The CleanIT project was funded by the European Commission’s Home Affairs Directorate in order to reduce the impact of the terrorist use of internet, but a leaked document has shown that the initiative is not what it seems to be.
The main idea of the programme, in which participates among others the Dutch National Coordinator for Terrorism and Security, Spain, UK, Belgium and Europol, is to fight terrorism through voluntary self-regulatory measures under the law.
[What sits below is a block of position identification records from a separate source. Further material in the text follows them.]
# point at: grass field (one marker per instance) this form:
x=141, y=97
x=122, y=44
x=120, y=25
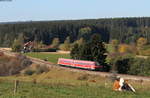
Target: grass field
x=52, y=57
x=65, y=84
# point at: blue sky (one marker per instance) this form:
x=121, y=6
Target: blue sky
x=36, y=10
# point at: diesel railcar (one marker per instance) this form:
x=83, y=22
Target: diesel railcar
x=91, y=65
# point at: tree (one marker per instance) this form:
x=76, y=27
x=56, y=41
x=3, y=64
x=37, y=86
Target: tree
x=17, y=46
x=141, y=42
x=18, y=43
x=55, y=43
x=92, y=51
x=75, y=51
x=66, y=46
x=85, y=33
x=115, y=44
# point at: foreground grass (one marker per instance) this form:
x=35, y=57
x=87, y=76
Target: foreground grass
x=59, y=83
x=52, y=57
x=60, y=90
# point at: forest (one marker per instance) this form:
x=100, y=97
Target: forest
x=125, y=30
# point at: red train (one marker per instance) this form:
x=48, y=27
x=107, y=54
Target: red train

However the document shows how they rapidly forgot about European democracy and legislation.
During the first discussions and communication letters, the Coordinator But Klaase explained that the plan would first identify problems before making policy proposals, something that contradicts the current data.
According to the file, the project urges internet companies to ban unwelcome activity through their terms of service, but this action “should not be very detailed”. Besides, it allows extra-judicial vigilantism by private companies, also contradicting what Klaase explained months ago about CleanIT: “it does not aim to restrict behaviour that is not forbidden by law.”
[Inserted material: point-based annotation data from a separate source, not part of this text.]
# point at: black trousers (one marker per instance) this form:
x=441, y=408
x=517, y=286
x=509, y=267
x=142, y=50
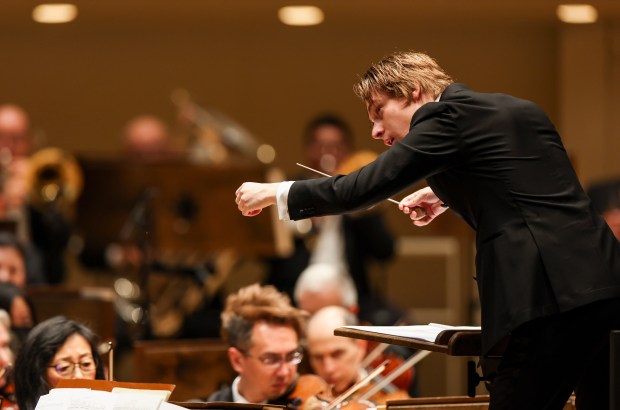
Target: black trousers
x=549, y=358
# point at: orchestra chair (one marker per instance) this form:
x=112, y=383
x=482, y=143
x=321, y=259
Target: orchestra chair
x=197, y=367
x=451, y=402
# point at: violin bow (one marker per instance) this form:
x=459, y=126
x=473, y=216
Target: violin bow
x=415, y=358
x=377, y=371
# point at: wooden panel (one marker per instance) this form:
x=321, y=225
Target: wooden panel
x=196, y=366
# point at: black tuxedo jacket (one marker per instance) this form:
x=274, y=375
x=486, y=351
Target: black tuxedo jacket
x=500, y=164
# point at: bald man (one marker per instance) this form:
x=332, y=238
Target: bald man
x=147, y=137
x=336, y=359
x=323, y=284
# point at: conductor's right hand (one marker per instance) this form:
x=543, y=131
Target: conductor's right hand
x=252, y=197
x=427, y=200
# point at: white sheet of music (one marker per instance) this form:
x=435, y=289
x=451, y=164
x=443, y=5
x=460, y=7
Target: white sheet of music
x=86, y=399
x=424, y=332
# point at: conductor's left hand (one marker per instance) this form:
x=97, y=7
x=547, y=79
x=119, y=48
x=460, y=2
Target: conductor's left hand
x=252, y=197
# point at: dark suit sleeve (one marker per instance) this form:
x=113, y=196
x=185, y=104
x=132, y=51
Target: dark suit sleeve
x=431, y=146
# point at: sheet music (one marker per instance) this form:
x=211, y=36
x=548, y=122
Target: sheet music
x=86, y=399
x=428, y=332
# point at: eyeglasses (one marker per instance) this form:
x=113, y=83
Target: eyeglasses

The European Digital Rights (EDRI) site published the leaked document on 21 September and a few hours later CleanIT justified it by saying “the document is food for discussion only, and summarizes possible solutions and ideas that have to be evaluated by all partners, public and private.”
“While taking into account that any measure taken should not affect our online freedom, the advantages and disadvantages of the possible measures will be discussed in next meetings”, they wrote, confirming the authenticity of the information.
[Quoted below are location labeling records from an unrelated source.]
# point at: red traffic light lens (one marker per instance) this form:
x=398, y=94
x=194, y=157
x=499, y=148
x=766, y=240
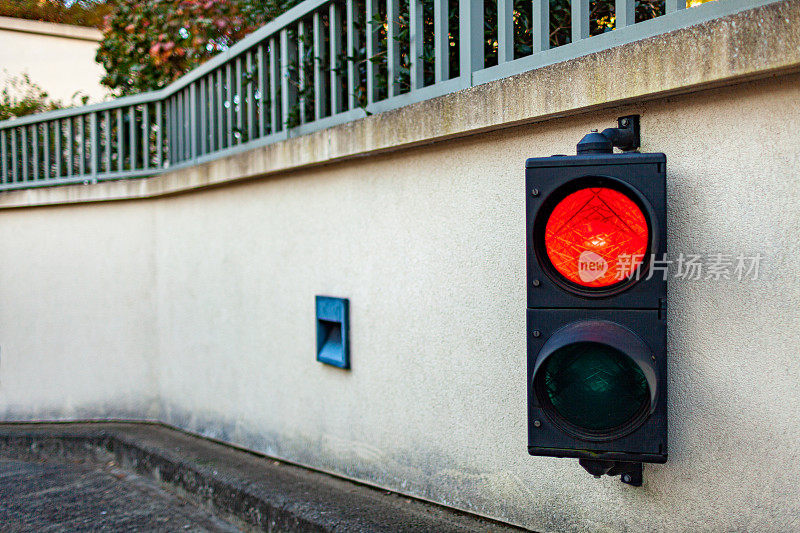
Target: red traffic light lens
x=596, y=237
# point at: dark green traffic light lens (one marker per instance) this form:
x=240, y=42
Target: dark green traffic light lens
x=594, y=387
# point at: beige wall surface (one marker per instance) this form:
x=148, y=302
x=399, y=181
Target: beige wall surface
x=57, y=57
x=205, y=301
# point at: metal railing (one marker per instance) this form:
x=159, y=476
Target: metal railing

CleanIT is duplicating much of the work of the CEO Coalition (child protection), which is also financed by the European Commission. Both create “voluntary” rules for notification and removal of possibly illegal content, explained EDRI.
Within the “best practices” to be discussed described in the leaked document we can find: “removal of any legislation preventing filtering/surveillance of employees’ Internet connections”, “law enforcement authorities should be able to have content removed, without following the more labour-intensive and formal procedures for ‘notice and action” and “Governments should use the helpfulness of ISPs as a criterion for awarding public contracts.”
CleanIT’s idea of internet terrorism was criticised by a Dutch blogger and reactions started to appear. Klaasen sent a letter saying that they are still getting consensus on “what the problem exactly is” and that “the project does not aim to restrict behavior that is not forbidden by law.”
The filtering companies participating in the secret deliberations are not listed on the consultation group’s website, although filtering company employees make up the majority of the participants in the organization’s meetings, EDRI published.